Beim Aufwachen fühlte sich Carina sehr gesund, wie nach einer Kur. Sie war nicht müde, hatte keine Schmerzen und war glücklich. Sie lag in einem gelb bezogenen Bett, in einem gelb tapezierten Zimmer. Durch ein kleines Fenster mit Holzrahmen schien die Mittagssonne, ebenfalls gelb. Wo war sie? Es sah aus wie ein Kinderzimmer, bis auf die Poster an der Wand. Poster von Michael Jackson. Sie drehte sich um und spürte dabei, dass sie etwas zu große, steif gebügelte Kleidung trug. Seitlich hinter ihr saß Klaus auf einem Stuhl. „Na, gut geschlafen?" „Ja, und du?" Etwas Besseres fiel Carina nicht ein. Klaus lachte, „Du hast vielleicht Nerven! Mutter zu erklären, wo du herkommst, war nicht gerade einfach. Was meinst du wie ich betteln musste, damit sie deinen Eltern nicht bescheid sagt..." „Hast du nicht selbst mit meiner Mutter telefoniert?" „Ja, ich habe mich als Vati ausgegeben und ihr gesagt, du würdest bei einer Freundin übernachten. Begeistert war sie nicht, aber mit ein bisschen gut zureden..." „Danke! Aber dann muss ich jetzt wohl besser schnell nach Hause... " „Ich fürchte, da musst du dich noch gedulden, bis die Wäsche fertig ist. Mutti ist gerade dabei." Carina wagte nicht, zu fragen, was mit ihrer Kleidung passiert war. „Ist deine Mutter arg sauer?" „Das kann man wohl sagen." Carina bemerkte die Rötung aus der Wange ihres Freundes. „Ich kann nicht versprechen, dir in nächster Zeit ein Getränk kaufen zu können." „Ich glaube das musst du gar nicht mehr, nach gestern Abend...", sagte Carina mit einem schiefen Lächeln. Eigentlich war sie ziemlich sauer darüber, dass Klaus ihr einfach Drogen gegeben hatte.

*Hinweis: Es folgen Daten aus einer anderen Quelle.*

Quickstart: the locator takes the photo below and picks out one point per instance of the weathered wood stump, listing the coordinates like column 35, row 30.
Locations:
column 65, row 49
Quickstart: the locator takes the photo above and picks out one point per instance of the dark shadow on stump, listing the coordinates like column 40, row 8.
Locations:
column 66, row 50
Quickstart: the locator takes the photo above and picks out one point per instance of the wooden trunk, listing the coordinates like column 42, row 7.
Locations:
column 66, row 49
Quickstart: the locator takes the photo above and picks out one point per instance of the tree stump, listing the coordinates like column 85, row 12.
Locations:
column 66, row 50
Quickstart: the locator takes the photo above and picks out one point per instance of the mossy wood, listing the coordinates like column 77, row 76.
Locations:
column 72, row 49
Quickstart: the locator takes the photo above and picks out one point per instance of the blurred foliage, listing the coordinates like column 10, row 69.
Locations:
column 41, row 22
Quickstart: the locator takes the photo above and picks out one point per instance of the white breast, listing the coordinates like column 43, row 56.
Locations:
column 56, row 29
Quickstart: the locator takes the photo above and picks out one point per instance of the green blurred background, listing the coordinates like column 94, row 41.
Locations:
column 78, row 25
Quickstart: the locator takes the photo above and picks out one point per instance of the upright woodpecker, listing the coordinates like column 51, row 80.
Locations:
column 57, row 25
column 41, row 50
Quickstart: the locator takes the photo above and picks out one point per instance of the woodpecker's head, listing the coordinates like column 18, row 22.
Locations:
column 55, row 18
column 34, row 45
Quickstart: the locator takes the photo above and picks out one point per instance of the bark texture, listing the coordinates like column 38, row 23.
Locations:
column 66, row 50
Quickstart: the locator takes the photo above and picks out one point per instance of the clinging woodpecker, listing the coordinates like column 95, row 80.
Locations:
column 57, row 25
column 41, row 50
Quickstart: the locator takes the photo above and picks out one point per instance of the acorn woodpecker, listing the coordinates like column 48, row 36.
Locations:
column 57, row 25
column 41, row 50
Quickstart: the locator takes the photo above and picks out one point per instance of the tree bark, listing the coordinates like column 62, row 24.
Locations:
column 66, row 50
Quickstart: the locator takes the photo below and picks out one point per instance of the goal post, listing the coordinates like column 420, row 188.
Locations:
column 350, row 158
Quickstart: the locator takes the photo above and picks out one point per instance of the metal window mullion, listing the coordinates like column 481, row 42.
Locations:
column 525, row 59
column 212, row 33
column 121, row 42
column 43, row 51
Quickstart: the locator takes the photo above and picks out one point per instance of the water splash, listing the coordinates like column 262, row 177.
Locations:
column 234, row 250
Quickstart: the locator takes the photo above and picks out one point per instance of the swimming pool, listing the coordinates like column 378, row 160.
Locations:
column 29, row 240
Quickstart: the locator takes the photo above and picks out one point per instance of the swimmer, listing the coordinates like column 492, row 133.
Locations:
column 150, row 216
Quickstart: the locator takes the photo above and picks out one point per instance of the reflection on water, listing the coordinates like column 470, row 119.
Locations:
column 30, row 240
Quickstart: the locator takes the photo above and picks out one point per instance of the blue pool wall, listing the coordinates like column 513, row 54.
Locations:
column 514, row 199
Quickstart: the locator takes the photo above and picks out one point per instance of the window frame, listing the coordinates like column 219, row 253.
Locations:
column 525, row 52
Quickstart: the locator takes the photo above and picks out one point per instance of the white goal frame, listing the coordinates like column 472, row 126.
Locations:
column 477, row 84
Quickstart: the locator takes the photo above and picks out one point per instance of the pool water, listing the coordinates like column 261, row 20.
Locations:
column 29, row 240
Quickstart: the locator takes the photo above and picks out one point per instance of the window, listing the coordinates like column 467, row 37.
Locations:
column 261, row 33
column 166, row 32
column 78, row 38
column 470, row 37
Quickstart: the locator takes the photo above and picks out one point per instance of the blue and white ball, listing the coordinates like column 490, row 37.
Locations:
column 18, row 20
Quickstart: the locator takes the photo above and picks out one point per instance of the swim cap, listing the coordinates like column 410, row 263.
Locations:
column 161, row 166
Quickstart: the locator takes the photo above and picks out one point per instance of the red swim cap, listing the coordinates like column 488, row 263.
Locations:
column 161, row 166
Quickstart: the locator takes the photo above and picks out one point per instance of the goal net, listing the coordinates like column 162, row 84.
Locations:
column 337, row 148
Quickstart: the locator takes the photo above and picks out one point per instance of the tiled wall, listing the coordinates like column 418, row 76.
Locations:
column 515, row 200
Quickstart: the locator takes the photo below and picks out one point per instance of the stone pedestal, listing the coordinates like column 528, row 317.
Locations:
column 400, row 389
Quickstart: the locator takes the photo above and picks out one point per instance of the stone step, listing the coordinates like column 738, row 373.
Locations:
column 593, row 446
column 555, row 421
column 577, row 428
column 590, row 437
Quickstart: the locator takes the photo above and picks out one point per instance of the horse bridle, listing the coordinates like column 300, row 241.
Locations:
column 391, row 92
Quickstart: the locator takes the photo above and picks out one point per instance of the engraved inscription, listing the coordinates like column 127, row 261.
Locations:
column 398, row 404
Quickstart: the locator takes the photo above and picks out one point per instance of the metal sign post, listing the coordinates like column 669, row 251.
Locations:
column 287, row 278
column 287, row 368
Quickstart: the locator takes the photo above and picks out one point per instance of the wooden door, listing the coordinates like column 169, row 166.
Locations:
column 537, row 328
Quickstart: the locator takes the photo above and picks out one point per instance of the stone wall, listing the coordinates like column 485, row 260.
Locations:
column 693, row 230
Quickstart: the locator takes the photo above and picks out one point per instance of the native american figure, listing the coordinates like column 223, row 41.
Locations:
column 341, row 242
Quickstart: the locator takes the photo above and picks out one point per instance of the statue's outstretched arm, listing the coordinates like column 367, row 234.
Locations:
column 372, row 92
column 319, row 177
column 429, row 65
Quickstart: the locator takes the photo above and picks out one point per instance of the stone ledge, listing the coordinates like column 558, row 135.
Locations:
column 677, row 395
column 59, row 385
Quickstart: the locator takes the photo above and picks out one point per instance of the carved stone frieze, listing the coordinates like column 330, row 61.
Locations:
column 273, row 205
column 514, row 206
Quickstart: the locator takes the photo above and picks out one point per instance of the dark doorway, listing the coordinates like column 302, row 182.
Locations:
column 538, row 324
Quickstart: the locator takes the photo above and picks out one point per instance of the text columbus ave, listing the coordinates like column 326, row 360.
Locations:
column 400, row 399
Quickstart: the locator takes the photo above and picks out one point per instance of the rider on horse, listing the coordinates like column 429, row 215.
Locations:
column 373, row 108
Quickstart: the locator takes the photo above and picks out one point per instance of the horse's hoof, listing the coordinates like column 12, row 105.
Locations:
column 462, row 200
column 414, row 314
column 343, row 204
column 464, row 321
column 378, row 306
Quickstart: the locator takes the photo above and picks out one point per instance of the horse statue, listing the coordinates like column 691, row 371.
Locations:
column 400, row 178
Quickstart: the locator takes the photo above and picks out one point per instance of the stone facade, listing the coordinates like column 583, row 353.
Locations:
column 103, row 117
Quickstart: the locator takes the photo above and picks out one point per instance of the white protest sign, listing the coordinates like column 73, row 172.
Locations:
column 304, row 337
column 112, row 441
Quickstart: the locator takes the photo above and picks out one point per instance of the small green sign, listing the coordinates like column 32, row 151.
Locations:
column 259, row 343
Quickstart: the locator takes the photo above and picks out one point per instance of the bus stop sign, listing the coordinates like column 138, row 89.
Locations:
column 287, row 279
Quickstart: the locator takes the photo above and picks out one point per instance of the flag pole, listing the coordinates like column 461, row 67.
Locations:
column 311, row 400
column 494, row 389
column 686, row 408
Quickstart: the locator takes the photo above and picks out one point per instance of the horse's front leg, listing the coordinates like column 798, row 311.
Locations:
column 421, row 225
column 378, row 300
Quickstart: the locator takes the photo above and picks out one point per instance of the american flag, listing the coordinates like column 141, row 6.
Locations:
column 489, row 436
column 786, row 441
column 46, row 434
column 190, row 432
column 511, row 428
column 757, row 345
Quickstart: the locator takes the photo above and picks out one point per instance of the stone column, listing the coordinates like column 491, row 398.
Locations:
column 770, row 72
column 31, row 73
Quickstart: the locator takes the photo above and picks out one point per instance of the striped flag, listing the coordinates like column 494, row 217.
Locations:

Klaus' Mutter kam mit einem Stapel Wäsche herein. „Hier ist dein Zeug, du kannst dich im Bad umziehen." Sie sah sehr besorgt aus. Carina bedankte sich, nahm ihr den Stapel ab und suchte sich den Weg ins Bad. Die Wohnung war klein. Von einem winzigen Flur aus konnte man alle Zimmer betreten. Die Fußmatte auf der Carina am Tag zuvor ihren Kopf abgelegt hatte war durch einen knallroten Vorleger ersetzt. Schnell zog sie sich um und versuchte, den altmodischen Anziehsachen von Klaus' Mutter, die sie trug, nicht zu viel Beachtung zu schenken.

Vor der Badezimmertür wartete Klaus mit seiner Mutter. „Verabschiedet euch besser herzlich. Auf ein Wiedersehen müsst ihr beide wohl länger warten." Ihr Vorwurfsvoller Ton war kaum zu überhören. Carina verabschiedete sich mit einem Winken und ging durch die noch immer offen stehende Tür.

Nur eine Linie fuhr von der Straßen, an der Klaus wohnte, aus. Carina musste sie nur in richtige Richtung nehmen, dann wäre sie beim Kristall und könnte wie gewohnt nach Hause fahren.

„Nein, Carina. Ich bin dir nicht bös' . Ich gönn es dir ja. Aber bitte sag doch beim nächsten Mal vorher bescheid. Und benutz bei deiner Freundin nicht allzu viel Parfüm. Das stinkt ja bis zum Himmel hoch." Da hatte ihre Mutter recht, das Waschmittel, das Klaus' Mutter benutzt hatte roch erbärmlich. Aber im Stillen war sie sehr dankbar. Dieser Abend hätte um einiges schlimmer verlaufen können.